A total of 242 patients fulfilled the inclusion criteria, 60% were male. Mean age was 70 years (SD ± 13 years). In multivariate regression analysis, plaque in the ascending aorta (odds ratio [OR] 2.51, 95% confidence interval [CI] 1.18–5.32, p = 0.017), plaque in at least one of the thoracic aortic segments (OR 2.07, 95% CI 1.02–4.22, p = 0.045), and the presence of mitral annular calcification (MAC, OR 1.84, 95% CI 1.01–3.36, p = 0.046) were predictors of significant CAD. The isolated finding of aortic stenosis (AS) (OR 2.53, 95%CI 1.23–5.21, p = 0.012) was a significant predictor for the absence of normal coronary arteries.

Conclusion

With an negative predictive value (NPV) of 80%, the absence of MAC, AS, and aortic plaque makes the presence of significant CAD unlikely.

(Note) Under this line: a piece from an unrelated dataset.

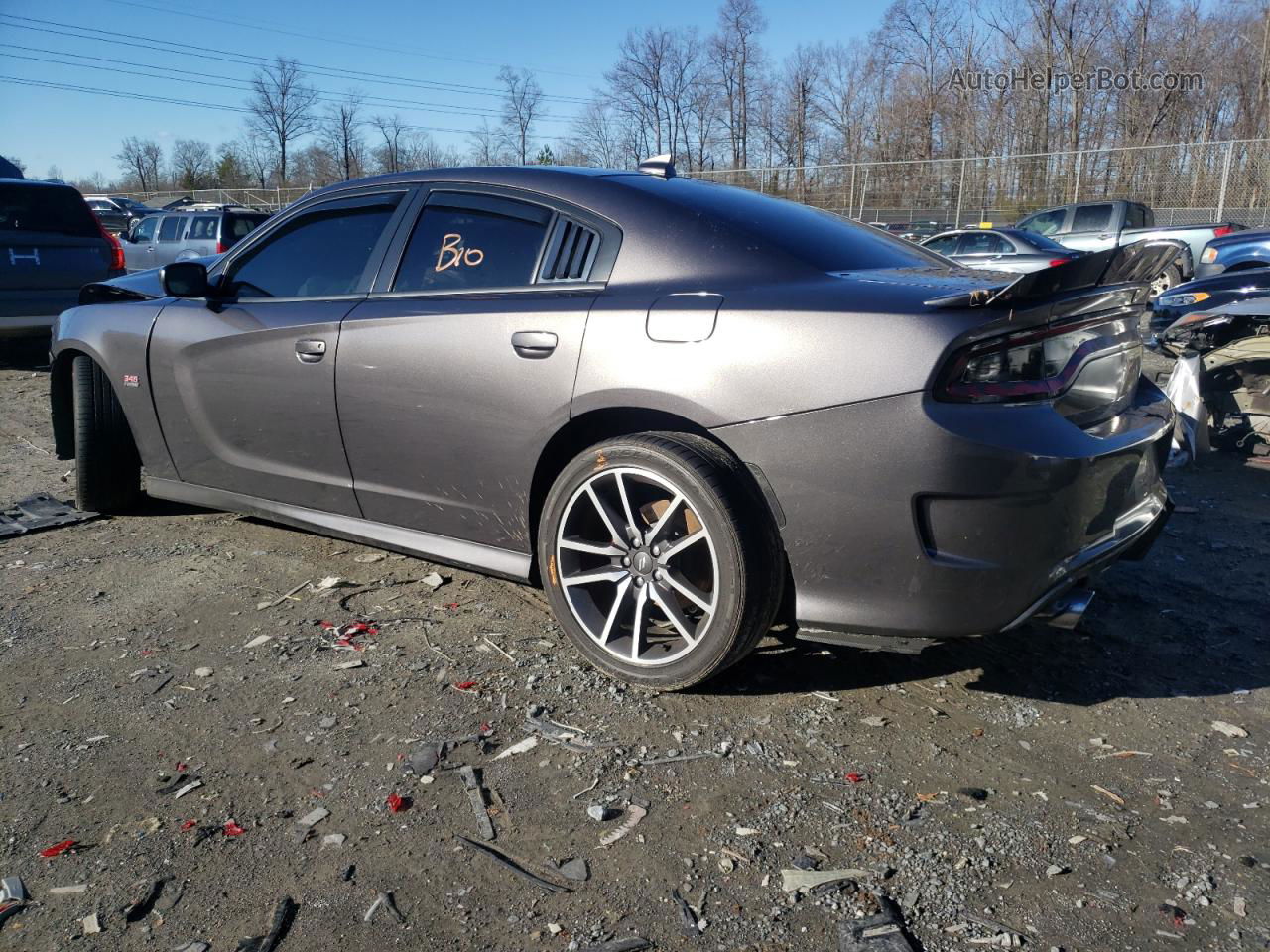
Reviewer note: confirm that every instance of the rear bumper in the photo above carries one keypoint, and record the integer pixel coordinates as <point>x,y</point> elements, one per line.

If at least mild AS is present, normal coronary arteries are improbable.

Publisher’s Note

Springer Nature remains neutral with regard to jurisdictional claims in published maps and institutional affiliations.

Introduction

The accuracy of ultrasound signs as predictors for the presence of coronary artery disease (CAD) has been evaluated extensively in the 1990s and early 2000s. Imaging quality has changed tremendously since. The data used for earlier analyses were based on ultrasound images, which do not compare to today’s imaging systems, some of the earlier studies on mitral annular calcification (MAC) being based on M‑mode findings [1‐3].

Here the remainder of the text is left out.